Vorwärts: Karl Liebknechts Befreiung
Der Vorwärts berichtet über die Bemühungen Scheidemanns zur Begnadigung von Karl Liebknecht. Der ehemalige Reichstagsabgeordnete saß wegen "Kriegsverrats" über zwei Jahren im Zuchthaus.
Volltext:
Wie uns gemeldet wird, ist es den Bemühungen der Sozialdemokraten in der Regierung, besonders des Genossen Scheidemann, gelungen, die Freilassung Karl Liebknechts aus dem Zuchthaus durchzusetzen. Wir begrüßen diesen Erfolg als ein Zeichen der beginnenden freien Zeit mit Genugtuung.
Am 23. August 1916 war der damalige Reichstagsabgeordnete und Armierungssoldat Dr. Karl Liebknecht vom Oberkriegsgericht in Berlin als zweiter Instanz wegen versuchten Kriegsverrats, erschwerten Ungehorsams du Widerstands gegen die Staatsgewalt zu vier Jahren und einem Monat Zuchthaus und sechs Jahren Ehrverlust verurteilt worden.
Am 1. Mai 1916 hatte auf dem Potsdamer Platz eine Kundgebung einiger hundert Personen stattgefunden, an der sich auch Liebknecht beteiligte. Er wurde in dem Augenblick verhaftet, in dem er rief: „Nieder mit der Regierung, es lebe der Frieden!“ Da die Enteneimperialisten damals noch allgemein mit einer deutschen Revolution rechneten, die ihnen den Sieg erleichtern sollte und dieser Gedanke jede Friedensaktion erschwerte, schien und diese Demonstration unzweckmäßig. Ein „Verbrechen“ haben wir in ihr niemals erblicken können.

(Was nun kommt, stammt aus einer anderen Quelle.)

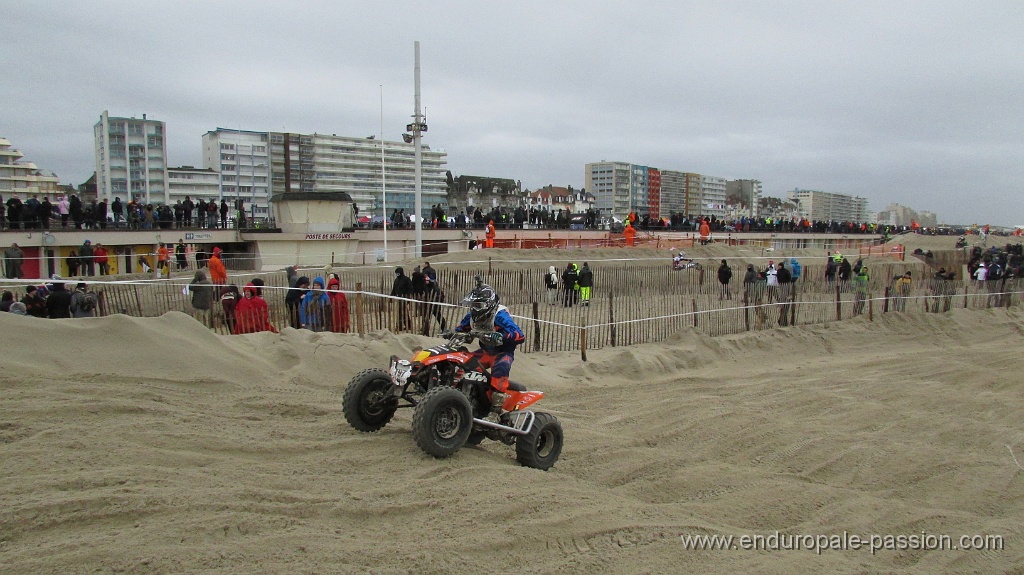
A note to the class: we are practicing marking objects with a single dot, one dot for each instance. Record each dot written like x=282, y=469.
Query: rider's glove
x=492, y=339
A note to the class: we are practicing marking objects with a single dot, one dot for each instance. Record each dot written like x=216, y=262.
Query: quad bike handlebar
x=462, y=338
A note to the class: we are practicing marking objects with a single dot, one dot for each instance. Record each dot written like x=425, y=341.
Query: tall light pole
x=417, y=128
x=383, y=183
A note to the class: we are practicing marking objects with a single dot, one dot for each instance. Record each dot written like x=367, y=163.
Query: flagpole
x=383, y=184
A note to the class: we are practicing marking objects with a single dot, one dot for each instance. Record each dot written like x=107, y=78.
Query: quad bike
x=686, y=264
x=449, y=391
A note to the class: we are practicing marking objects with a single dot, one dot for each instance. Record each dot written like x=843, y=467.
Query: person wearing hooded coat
x=314, y=311
x=586, y=282
x=218, y=273
x=202, y=293
x=58, y=302
x=339, y=306
x=251, y=313
x=228, y=301
x=402, y=288
x=724, y=276
x=551, y=283
x=293, y=300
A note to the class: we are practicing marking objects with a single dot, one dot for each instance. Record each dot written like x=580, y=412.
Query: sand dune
x=153, y=446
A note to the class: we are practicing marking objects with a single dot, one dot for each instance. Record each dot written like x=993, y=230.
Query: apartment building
x=377, y=174
x=241, y=160
x=749, y=192
x=713, y=195
x=195, y=183
x=610, y=184
x=24, y=178
x=694, y=201
x=131, y=159
x=673, y=195
x=823, y=206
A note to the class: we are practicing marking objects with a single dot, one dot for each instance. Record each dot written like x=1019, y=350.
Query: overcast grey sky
x=898, y=101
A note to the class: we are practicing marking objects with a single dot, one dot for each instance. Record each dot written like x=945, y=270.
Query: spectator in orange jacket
x=489, y=233
x=163, y=260
x=705, y=232
x=218, y=273
x=631, y=233
x=339, y=306
x=251, y=314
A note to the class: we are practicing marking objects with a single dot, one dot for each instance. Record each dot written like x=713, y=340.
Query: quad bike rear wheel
x=368, y=402
x=442, y=422
x=541, y=447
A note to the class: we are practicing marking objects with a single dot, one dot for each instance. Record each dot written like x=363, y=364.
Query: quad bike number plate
x=400, y=370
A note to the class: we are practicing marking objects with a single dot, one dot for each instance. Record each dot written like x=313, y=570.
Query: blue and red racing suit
x=498, y=358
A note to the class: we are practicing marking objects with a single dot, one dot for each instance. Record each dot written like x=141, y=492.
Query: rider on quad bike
x=501, y=336
x=681, y=261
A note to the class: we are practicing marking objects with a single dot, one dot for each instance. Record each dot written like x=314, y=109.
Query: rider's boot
x=498, y=395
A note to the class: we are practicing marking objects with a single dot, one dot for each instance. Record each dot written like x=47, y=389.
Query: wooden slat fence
x=632, y=303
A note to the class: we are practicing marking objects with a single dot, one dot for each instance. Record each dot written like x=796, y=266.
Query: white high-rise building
x=617, y=186
x=194, y=183
x=242, y=161
x=673, y=192
x=713, y=195
x=749, y=192
x=131, y=160
x=823, y=206
x=18, y=176
x=355, y=166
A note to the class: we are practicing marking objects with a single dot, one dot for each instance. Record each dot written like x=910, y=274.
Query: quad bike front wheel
x=442, y=422
x=368, y=402
x=541, y=447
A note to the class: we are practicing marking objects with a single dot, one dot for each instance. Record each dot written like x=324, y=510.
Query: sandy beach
x=152, y=445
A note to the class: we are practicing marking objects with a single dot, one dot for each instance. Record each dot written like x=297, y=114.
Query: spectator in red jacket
x=251, y=313
x=339, y=306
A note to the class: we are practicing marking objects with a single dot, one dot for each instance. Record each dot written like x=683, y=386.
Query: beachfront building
x=131, y=159
x=242, y=161
x=330, y=163
x=195, y=183
x=713, y=195
x=24, y=178
x=897, y=215
x=748, y=192
x=673, y=193
x=694, y=201
x=609, y=182
x=822, y=206
x=654, y=192
x=620, y=187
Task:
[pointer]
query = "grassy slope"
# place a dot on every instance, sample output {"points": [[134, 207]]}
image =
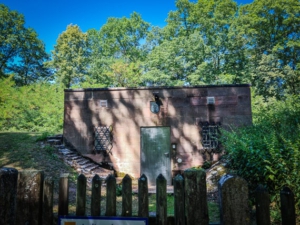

Am 11. Mai 1916 beriet der Reichstag über die Auslieferung Liebknechts. In der Debatte sprach Gen. Landsberg entschieden gegen die Auslieferung, und unsere Genossen stimmten selbstverständlich gegen sie. Leider drangen sie gegen die bürgerliche Mehrheit, die noch tief in den Banden der Kriegspsychose verstrickt war, nicht durch. Die Auslieferung wurde beschlossen. Es war kein Ruhmestag für das hohe Haus!
Wenn Liebknecht jetzt, nach zweieinhalb Jahren härtester Freiheitsberaubung wieder freigelassen wird und ihm dadurch noch zwei Jahre Zuchthaus erspart bleiben, so werden sich so manche der Abgeordneten, die damals für die Auslieferung stimmten, mit uns darüber freuen.
Liebknecht, der, wie wir zu unserer Freude hören, keinen schweren Schaden an seiner Gesundheit genommen haben soll, ist eine durch und durch ehrenhafte Persönlichkeit. Auch in der schärfsten Gegnerschaft gegen die Partei, von der er sich trennte, hat r niedrige Kampfesweisen, deren sich andere leider nur zu oft bedienten, stets verschmäht. Und so erklärt sich, daß viele mit dem Herzen bei ihm waren, wenn auch der Kopf nicht mitwollte. Sie bewahrten ihm ihre Sympathie, wenn sie auch seine Politik ablehnen mußten. Was im Kriege der Leutnant ist, der sich tollkühn dem Feinde entgegenwirft, das war und ist Liebknecht im politischen Kampf: ein Draufgänger, kein Stratege!
Ihn freizubekommen, hat nicht geringere Mühe gekostet, da man von seiner Entlassung nachteilige Folgen für die militärische Disziplin befürchtete. Wir halten diese Befürchtung für grundlos, und würden sie auch für grundlos halten, wenn die Amnestie auch noch weitere Kreise der verurteilten Militärpersonen eraßte. In „warnenden Exempeln“ fehlt es – leider! - noch immer nicht, und den Sozialdemokraten, die für die Befreiung aller ehrenhaften Personen eintreten, die nur durch ihre Gesinnung mit dem Strafgesetz in Konflikt gekommen sind, bleibt noch genug zu tun übrig!
Quelle:
Der Vorwärts vom 23. Oktober 1918, 35:292 (1918), S. 1 f.